Welcome to SportsGrid’s new Thursday feature, “Shut Up,” (pronounced: “shut up… comma”) where we add a name after the comma, telling that person to stop saying words, because they’re being stupid. Last week, we told Ohio State football coach Urban Meyer that we didn’t want to hear from him anymore. This week, we say: Shut Up, Johnny Damon.
Johnny Damon was a member of the New York Yankees from 2006-2009, and it never felt right. He was a fan favorite, of course, because he was a good player and such a gregarious, easy-going guy that it was impossible not to like him. But as a guy who made his bones on the Red Sox — and helped that team win its first World Series in almost a century — it was never going to be “okay.” He came for the money. We knew that then, and we know it now.

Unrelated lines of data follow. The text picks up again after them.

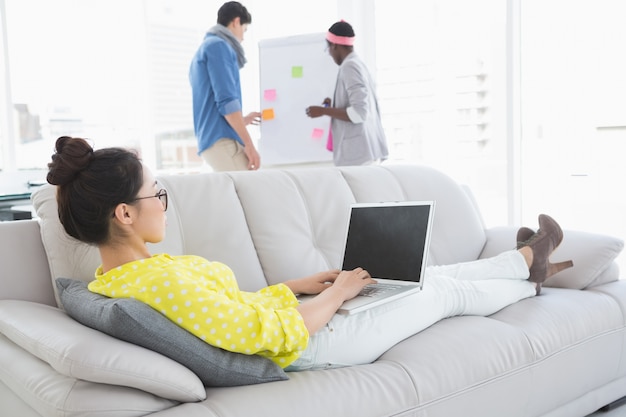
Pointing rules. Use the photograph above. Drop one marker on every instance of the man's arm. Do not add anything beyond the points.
(237, 122)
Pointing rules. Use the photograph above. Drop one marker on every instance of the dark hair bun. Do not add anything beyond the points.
(342, 28)
(72, 155)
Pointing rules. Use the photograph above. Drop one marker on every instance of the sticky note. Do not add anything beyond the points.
(317, 133)
(269, 95)
(296, 72)
(267, 114)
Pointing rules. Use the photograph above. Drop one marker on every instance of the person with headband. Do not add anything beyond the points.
(358, 137)
(219, 124)
(108, 198)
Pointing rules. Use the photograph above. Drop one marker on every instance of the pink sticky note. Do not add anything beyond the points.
(317, 133)
(269, 95)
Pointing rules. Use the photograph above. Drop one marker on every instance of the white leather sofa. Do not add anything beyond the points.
(562, 353)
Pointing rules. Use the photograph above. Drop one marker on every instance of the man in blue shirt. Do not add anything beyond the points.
(220, 127)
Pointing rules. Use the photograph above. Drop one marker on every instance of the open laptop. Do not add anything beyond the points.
(390, 241)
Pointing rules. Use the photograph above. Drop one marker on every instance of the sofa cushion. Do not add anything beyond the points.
(138, 323)
(77, 351)
(50, 393)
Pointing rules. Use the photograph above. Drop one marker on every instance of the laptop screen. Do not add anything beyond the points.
(389, 240)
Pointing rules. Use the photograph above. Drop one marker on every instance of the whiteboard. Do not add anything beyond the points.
(295, 72)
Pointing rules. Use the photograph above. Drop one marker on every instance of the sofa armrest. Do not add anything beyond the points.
(593, 255)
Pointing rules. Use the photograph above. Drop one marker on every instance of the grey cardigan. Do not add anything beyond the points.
(362, 140)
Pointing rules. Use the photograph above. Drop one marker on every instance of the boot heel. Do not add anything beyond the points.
(558, 267)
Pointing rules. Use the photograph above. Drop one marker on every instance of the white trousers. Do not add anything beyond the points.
(474, 288)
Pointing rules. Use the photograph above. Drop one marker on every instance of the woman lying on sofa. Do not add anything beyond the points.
(107, 197)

And yet, we are still surprised to hear Johnny’s comments about the A-Rod doping scandal, and how that affects the 2009 title they won together. He spoke on SiriusXM Sports about it, here’s the full clip:
The most salient quote:
“I really haven’t sat down and thought [about the World Series being diminished] but if that’s how he was able to hit in the postseason like he did that year, then yeah, absolutely. Then you start going and saying was anybody [else] on their team cheating.”
OH REALLY, JOHNNY? This World Series is tainted for you, huh? How about you give back all that extra money you got for winning that championship if it bothers you so much? How about the money from the contract you signed with the Tigers in 2010? You think you get that $8 million if you’re not coming off a World Series win? Get outta here.

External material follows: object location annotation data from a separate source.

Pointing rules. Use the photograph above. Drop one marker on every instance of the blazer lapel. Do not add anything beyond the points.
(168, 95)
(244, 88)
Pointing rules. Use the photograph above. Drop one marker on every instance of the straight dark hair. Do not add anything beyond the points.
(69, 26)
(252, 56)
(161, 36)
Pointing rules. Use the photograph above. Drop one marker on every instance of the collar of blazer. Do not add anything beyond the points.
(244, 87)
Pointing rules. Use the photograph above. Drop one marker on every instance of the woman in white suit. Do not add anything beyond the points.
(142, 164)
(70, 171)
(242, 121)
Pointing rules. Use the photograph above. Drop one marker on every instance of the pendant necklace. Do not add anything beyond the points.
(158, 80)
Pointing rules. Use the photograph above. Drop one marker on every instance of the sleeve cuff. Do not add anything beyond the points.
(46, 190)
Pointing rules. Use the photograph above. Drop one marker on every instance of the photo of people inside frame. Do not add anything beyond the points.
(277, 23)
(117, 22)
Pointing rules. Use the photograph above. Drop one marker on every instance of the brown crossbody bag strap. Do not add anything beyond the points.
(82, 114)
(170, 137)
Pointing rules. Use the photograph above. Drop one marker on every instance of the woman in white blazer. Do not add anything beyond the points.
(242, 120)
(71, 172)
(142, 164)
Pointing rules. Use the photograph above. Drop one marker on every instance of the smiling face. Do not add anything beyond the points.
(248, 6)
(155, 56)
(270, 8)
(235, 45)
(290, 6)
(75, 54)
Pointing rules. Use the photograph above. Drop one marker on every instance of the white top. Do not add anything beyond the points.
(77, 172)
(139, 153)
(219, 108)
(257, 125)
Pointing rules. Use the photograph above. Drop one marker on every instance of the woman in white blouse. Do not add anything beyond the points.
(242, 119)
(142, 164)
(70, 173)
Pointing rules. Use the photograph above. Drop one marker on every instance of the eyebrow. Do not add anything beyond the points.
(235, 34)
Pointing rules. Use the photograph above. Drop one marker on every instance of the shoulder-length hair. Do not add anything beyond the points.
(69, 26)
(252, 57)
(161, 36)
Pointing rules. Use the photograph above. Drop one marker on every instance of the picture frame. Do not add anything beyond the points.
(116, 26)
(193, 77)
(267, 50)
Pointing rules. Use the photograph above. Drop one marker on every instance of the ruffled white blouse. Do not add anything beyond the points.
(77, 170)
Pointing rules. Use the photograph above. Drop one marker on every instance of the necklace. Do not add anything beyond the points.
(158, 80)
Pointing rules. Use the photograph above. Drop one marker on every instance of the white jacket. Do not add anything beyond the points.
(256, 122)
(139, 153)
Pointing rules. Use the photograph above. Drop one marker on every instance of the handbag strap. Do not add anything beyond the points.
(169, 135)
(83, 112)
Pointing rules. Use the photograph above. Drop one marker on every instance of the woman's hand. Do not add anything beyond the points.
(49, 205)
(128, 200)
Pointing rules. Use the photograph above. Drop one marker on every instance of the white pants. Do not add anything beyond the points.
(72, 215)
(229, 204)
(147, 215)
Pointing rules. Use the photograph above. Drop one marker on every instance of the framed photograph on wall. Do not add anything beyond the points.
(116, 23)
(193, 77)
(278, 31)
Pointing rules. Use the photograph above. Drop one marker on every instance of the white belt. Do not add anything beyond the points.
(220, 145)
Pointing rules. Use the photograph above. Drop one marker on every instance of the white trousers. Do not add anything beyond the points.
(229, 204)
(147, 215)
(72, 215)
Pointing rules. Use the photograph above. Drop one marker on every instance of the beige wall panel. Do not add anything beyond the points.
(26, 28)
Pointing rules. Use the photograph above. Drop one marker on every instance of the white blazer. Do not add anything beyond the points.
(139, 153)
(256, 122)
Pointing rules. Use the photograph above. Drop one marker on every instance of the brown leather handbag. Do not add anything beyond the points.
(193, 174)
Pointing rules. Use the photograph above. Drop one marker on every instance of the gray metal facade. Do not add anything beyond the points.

And strangely, we didn’t hear you throw the Red Sox under the bus when it turned out David Ortiz and Manny Ramirez tested positive for PEDs back in 2003. Both of those players were on the Sox 2004 and 2007 World Series-winning team, and it’s impossible to ignore that Ortiz went from being essentially cut by the Twins in 2002 to slugging 31 homers and 101 RBI for the Sox in 2003. But because Ortiz was never actually “caught” (the results of the 2003 tests were supposed to remain anonymous), we have to pretend that never happened, as Johnny so willfully demonstrates.
The fact is, it’s easy to pile on Alex Rodriguez now. Everybody’s doing it, us included. But someone who profited professionally and personally on A-Rod’s bat should think twice before saying that the ring they won together is tainted now. Or better yet, shut up.

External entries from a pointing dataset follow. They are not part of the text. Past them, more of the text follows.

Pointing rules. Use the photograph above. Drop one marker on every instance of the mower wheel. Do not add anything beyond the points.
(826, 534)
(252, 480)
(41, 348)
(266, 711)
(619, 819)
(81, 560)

It’s clear now that doping has been woven into the fabric of baseball. You would be hard pressed to find a modern record that was not set without the help of PEDs, or a title won without someone sticking a needle in their butt. It permeates the sport. That’s what Johnny doesn’t want to admit — that even though it was A-Rod who took the juice, everyone on the team felt their performance enhanced.
“I always have been one of the most honest players in baseball and in life.” How nice for you, Johnny. But there’s more to a man than his own claims of how honest he is, and your willful ignorance of the truth in order to obtain the biggest contract possible — not to mention taking that contract despite it coming from a team that you said there was “no way” you would play for — tells me that’s a lesson you still need to learn.
So go sleep soundly, Johnny, as you say you do. Or put your money where your mouth is, for once. Until then, shut up.